Zimbabwe - A policy agenda for private sector development
Bradley, P. N. | McNamara, K. [editors]
This report has three purposes: (a) to make a preliminary assessment of the barriers to private sector development in Zimbabwe; (b) to make recommendations on the changes needed to stimulate sustainable private sector development; and (c) to identify areas where the Bank and IFC can play useful roles in stimulating private sector development and equitable economic growth. The central conclusion of the report is that persistent excess demand for foreign exchange has served as the reason for an elaborate network of controls whose effect has been to constrain private sector development. Excess demand for foreign exchange has been the result of two primary factors, large fiscal deficits and exchange rate policies. Fiscal deficits have exacerbated the excess demand for foreign exchange, investment sanctioning, controls on international capital flows, and price controls.
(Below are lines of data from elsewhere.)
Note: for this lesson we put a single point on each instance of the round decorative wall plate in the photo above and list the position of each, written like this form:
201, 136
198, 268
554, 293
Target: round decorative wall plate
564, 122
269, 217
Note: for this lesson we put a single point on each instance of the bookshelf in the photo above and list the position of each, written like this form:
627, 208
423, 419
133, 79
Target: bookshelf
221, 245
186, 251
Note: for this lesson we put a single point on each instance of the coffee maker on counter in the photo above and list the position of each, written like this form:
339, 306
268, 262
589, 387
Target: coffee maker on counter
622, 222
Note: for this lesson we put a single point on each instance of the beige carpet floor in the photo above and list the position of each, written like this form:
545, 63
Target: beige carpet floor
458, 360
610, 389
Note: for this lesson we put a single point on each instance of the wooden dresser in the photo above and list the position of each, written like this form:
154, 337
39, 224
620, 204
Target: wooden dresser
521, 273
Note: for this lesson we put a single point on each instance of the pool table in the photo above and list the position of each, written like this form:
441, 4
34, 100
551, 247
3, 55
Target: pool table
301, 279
Accordingly, the primary objective of policy reform should be to eliminate excess demand for foreign exchange and thereby obviate the need for this network of controls. To achieve this objective will require some combination of fiscal restraint, prudent monetary policy and appropriate exchange rate management. There are other important issues, unrelated to macro-economic management, that also need to be addressed in order to stimulate private sector development. The most important of these issues are related to government monopolies and other parastatals, inadequate infrastructure, and labor regulations.